New Zealand artist (born 1978)

Joanna Langford (born 1978) is a New Zealand artist, born in Gisborne, New Zealand.

Langford gained a Master of Fine Arts in Painting at the University of Canterbury in 2004.

== Career ==
Langford's sculptural works are made from found and recycled materials, inspired by romanticised landscapes and mythical possibilities.

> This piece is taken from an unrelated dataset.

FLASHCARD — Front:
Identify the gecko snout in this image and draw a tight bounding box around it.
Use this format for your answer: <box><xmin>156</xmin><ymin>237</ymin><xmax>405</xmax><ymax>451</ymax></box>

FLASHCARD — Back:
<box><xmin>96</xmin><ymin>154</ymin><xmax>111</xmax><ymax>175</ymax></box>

Many of her works feature references to architectural structures seen in urban built environments.

Notable exhibitions:

- down from the nightlands, Sarjeant Gallery, Whanganui, 2007–2008. This exhibition was the result of Langford's tenure as Tylee Cottage artist-in-residence.
- Brave Days, Enjoy Public Art Gallery, Wellington, 2008.
- The Beautiful and the Damned, Wellington City Gallery, 2008.
- The Landless, Dunedin Public Art Gallery, 2009.
- The Whisper Lands, Marine Events Centre, Auckland, 2009. This large sculptural installation was exhibited as part of the 2009 Auckland Art Fair.
- Up from the plainlands, Christchurch Art Gallery, 2009–2011. This work was commissioned by the gallery.
- Beyond Nowhere, Pataka Art + Museum, Porirua, 2011. This survey of Langford's works presented ten installations.
- Honey in the Rock: Joanna Langford, Hocken Collections, Dunedin, 2011. A series of installations built from found objects and recycled materials.

== Awards and residencies ==

- In 2007 Langford participated in the Tylee Cottage Residency at the Sarjeant Gallery in Whanganui.
- Langford was the recipient of the 2006 Olivia Spencer Bower Award.
- In 2010 Langford was the Frances Hodgkins Fellow, University of Otago.